誓約書は福山哲郎官房副長官が作成し、原発事故担当の細野豪志首相補佐官が関係閣僚に持ちまわって、署名と捺印を求めた。細野氏が首相補佐官の立場であることから、「誓約書」の提出を求める指示は菅直人首相から出たと見られる。
菅首相と枝野幸男内閣官房長官で主導した政府の原発事故対応は、当初から事態の重大性をかえりみない無謀さと被曝可能性がある住民の安全第一とする対応が欠けていたとの指摘と批判があった。

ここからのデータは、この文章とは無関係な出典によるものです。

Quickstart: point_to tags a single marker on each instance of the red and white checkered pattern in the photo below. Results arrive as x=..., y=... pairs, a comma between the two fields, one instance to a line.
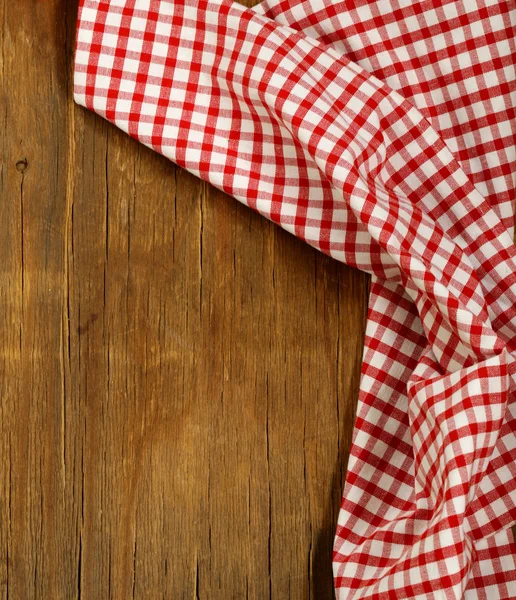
x=382, y=133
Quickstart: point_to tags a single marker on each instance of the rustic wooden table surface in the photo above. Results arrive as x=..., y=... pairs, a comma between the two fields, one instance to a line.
x=178, y=376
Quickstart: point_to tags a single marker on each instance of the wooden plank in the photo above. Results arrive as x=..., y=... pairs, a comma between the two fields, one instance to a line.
x=178, y=375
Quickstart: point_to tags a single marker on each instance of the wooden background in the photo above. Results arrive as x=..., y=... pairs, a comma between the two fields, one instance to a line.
x=178, y=376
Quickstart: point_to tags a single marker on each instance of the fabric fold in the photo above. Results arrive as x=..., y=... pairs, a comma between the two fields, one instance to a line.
x=347, y=126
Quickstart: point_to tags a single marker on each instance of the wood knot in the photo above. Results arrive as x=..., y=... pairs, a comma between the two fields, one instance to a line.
x=22, y=165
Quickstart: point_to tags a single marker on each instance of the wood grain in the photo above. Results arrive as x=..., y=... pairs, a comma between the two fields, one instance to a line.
x=178, y=375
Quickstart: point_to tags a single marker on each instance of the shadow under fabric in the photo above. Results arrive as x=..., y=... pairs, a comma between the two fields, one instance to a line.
x=382, y=133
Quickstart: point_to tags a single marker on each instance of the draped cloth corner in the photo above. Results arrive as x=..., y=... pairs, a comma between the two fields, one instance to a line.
x=381, y=132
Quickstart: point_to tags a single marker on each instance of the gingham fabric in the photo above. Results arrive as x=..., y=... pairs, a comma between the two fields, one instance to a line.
x=382, y=133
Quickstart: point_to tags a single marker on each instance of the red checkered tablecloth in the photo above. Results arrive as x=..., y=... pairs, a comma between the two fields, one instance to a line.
x=382, y=132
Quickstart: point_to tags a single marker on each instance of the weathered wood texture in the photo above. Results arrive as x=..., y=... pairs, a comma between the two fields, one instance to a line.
x=178, y=375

口裏合わせの「誓約書」の存在は、現在、検証作業を進めている国会に設置されている東京電力福島原子力発電所事故調査委員会(委員長・黒川清元学術会議会長)も把握している模様だ。国会事故調のヒヤリングに呼ばれた閣僚が「誓約書」への署名捺印の有無を問われたとの情報もある。

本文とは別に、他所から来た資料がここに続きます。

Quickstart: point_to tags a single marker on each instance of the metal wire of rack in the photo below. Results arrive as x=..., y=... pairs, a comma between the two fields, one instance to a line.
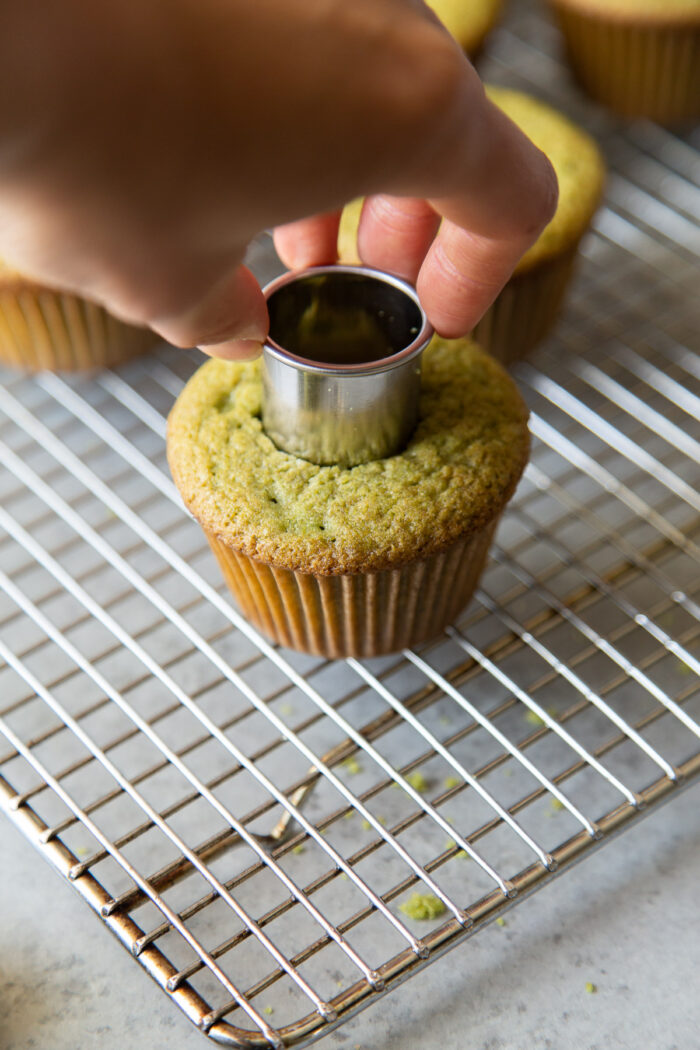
x=229, y=809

現在連載掲載中の「朝日」の原発事故検証記事「プロメテウスの罠」でも、事故当時、首相官邸内の無政府状態が暴かれている。福島第一原発の炉心溶融事故は首都圏を含めて日本の総人口の3分の1を超える住民に直接間接の被害を及ぼしている。放射能汚染、被曝、避難生活、風評被害など、それらは今後長期にわたる。首相官邸が司令塔となった緊急、適切な対応が欠けていたことが、被害を広げたのは間違いない。都合の悪い事実と情報を隠ぺいしようとした「誓約書」問題の真偽については、当事者から進んで明らかにされる必要がある。